Both as a physician and as a writer, he had two great themes: identity and adaptation. Illness, he made plain, need not rob us of our essential selves—and this was something he exemplified in his final months, as a he continued to write remarkable essays even as cancer began to sap his strength and overwhelm him. Sacks understood our frequent ability to adapt, and emphasized that the capacity for someone to adapt to a particular condition—amnesia, blindness, deafness, migraines, phantom-limb syndrome, Asperger’s syndrome, and countless other conditions—cannot be known from the outset. These concepts grew from his study of zoology and evolution at Oxford. He similarly saw in medicine a great diversity among individual patients, and the inherent uncertainty of the outcome of a particular disorder. These unknowns gave hope to patients guided by the right doctor—a hope he captured in his description, in “Awakenings,” of catatonic-seeming encephalitis patients at Beth Abraham Hospital, in the Bronx, who had been written off as “locked in” and then revived, at least provisionally, by drugs like L-Dopa.

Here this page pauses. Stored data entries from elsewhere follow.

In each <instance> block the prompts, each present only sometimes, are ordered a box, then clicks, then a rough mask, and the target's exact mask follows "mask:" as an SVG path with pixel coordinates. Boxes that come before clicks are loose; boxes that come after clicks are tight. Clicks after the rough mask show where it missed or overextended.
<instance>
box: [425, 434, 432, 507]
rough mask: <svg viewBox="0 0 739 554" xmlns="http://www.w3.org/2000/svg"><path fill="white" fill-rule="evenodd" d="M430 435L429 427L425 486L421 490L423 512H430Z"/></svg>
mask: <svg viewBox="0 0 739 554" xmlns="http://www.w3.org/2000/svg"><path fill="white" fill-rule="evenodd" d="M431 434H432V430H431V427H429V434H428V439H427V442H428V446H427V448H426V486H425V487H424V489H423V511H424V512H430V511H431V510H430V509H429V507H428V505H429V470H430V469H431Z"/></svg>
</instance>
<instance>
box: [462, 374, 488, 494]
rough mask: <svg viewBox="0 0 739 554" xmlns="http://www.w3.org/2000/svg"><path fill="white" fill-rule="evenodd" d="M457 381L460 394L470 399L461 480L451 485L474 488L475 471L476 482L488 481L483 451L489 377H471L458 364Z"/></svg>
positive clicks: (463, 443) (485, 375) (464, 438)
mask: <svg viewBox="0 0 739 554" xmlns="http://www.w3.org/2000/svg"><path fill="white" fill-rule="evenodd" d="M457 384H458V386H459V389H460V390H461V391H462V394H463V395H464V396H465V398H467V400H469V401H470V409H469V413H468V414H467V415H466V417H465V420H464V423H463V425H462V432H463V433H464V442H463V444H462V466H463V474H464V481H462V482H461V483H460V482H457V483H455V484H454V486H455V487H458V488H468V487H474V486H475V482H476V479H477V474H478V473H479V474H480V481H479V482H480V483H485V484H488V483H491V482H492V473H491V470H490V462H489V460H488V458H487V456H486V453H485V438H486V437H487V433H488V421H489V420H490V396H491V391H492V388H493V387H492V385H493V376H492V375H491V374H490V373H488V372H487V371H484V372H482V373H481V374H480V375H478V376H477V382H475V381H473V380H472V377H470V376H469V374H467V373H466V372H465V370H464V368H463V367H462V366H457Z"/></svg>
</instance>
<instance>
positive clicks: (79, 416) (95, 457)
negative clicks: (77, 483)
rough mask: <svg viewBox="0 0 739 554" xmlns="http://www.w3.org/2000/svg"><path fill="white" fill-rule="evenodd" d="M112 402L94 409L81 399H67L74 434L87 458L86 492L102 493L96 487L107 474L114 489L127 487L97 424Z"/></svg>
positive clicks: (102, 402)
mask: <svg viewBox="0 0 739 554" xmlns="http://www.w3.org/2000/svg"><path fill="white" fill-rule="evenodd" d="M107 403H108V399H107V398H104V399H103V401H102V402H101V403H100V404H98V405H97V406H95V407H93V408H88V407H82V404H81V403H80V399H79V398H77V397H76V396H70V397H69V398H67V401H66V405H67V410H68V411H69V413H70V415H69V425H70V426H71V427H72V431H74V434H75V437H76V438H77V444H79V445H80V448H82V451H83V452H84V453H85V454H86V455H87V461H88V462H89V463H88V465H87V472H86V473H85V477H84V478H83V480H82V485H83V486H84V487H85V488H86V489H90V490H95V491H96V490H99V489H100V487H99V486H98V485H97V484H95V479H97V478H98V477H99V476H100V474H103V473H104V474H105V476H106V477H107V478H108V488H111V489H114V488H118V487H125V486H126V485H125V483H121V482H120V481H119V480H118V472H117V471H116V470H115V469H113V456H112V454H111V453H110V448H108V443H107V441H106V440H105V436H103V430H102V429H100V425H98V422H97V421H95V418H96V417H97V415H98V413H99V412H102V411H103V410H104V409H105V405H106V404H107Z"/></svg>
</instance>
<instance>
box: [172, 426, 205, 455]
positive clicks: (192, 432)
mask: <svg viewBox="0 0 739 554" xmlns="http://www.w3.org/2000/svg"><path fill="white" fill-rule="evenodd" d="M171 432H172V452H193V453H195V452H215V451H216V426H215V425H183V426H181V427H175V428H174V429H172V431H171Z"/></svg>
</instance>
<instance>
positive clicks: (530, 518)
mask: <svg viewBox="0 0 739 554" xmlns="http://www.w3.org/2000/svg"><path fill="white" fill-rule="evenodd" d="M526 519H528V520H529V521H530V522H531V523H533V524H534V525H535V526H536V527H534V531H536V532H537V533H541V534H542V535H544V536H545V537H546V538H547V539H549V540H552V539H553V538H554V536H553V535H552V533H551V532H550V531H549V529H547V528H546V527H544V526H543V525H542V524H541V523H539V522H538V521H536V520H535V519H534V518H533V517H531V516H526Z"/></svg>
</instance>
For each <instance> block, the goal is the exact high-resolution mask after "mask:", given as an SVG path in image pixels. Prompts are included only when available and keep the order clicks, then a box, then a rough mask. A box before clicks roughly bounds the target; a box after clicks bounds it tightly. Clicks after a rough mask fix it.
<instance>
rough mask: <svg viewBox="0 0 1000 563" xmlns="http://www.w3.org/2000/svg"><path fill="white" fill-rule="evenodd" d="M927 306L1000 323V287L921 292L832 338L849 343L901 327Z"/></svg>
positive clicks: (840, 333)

Sacks was a contrarian who refused to compromise this approach to the sick and the suffering. He resisted the powerful current of modern practice that seeks the generic. He rejected a monolithic mindset, and retrieved the individual from the obscuring blanket of statistics. This put him outside of the academy, exiled to chronic-care institutions. Through his writing, Sacks ultimately received recognition for advancing a unique form of clinical scholarship that was largely abandoned: the study of the single person within the context of his own life. Ever the acute observer, his case histories confirmed that under a single diagnostic term was a spectrum of human biology. No two patients are ever the same, he emphasized. When examining patients on the autistic spectrum, for example, he highlighted, and informed the public about, individuals with the capacity to draw precisely from memory, the capacity to make calculations nearly at the speed of a computer, or the ability to listen to a piece of music and reproduce it on the piano.

Sacks made house calls, not only in California and New York where he practiced, but globally, visiting Dr. “Bennet,” a surgeon with Tourette’s syndrome in rural Canada or the autistic artist Stephen Wiltshire on a tour of Europe. In these visits, he practiced what might be called the medicine of friendship, showing genuine interest and respect to people who are often shunned. This was the therapeutic intervention when neurology lacked effective pills or procedures.

This did not mean Sacks was a Luddite. He was an avid reader of scientific journals, fascinated by scientific advancements in imaging the nervous system at work. He engaged in dialogue with Nobel laureates and lab scientists about the nature of consciousness, providing what they lacked—the insights of a naturalist, a field worker.

Sacks also embodied an attribute that can be lost after people become famous: a boundless generosity of spirit. He encouraged young doctors and scientists to record their experiences and communicate them in prose, celebrating their endeavors rather than seeing them as a form of competition or threat. I believe his intense curiosity and boundless energy moved him to want to learn from the succeeding generation, as great teachers do.

Over the past years, Oliver revealed a part of his life that was once considered a debility and disorder—his sexual orientation. The demeaning of this part of his person, he believed, was the cause for his descent into amphetamine abuse. Drugs may well have killed him decades ago, before his contributions to medicine and writing. It was clinical work, caring for others with competence and compassion, that proved therapeutic for the doctor, giving him the strength to break the powerful grip of drug use. After decades of celibacy, Oliver shared the last eight years of his life with the writer Billy Hayes.

In May, after I had reviewed “On the Move: A Life,” his autobiography, he sent me a letter about what he wanted to accomplish in the time left to him. “In whatever time remains,” he aimed to “pull together another book of case histories–some large … some small, even miniature.” Every dimension of the patient was meaningful in his thinking.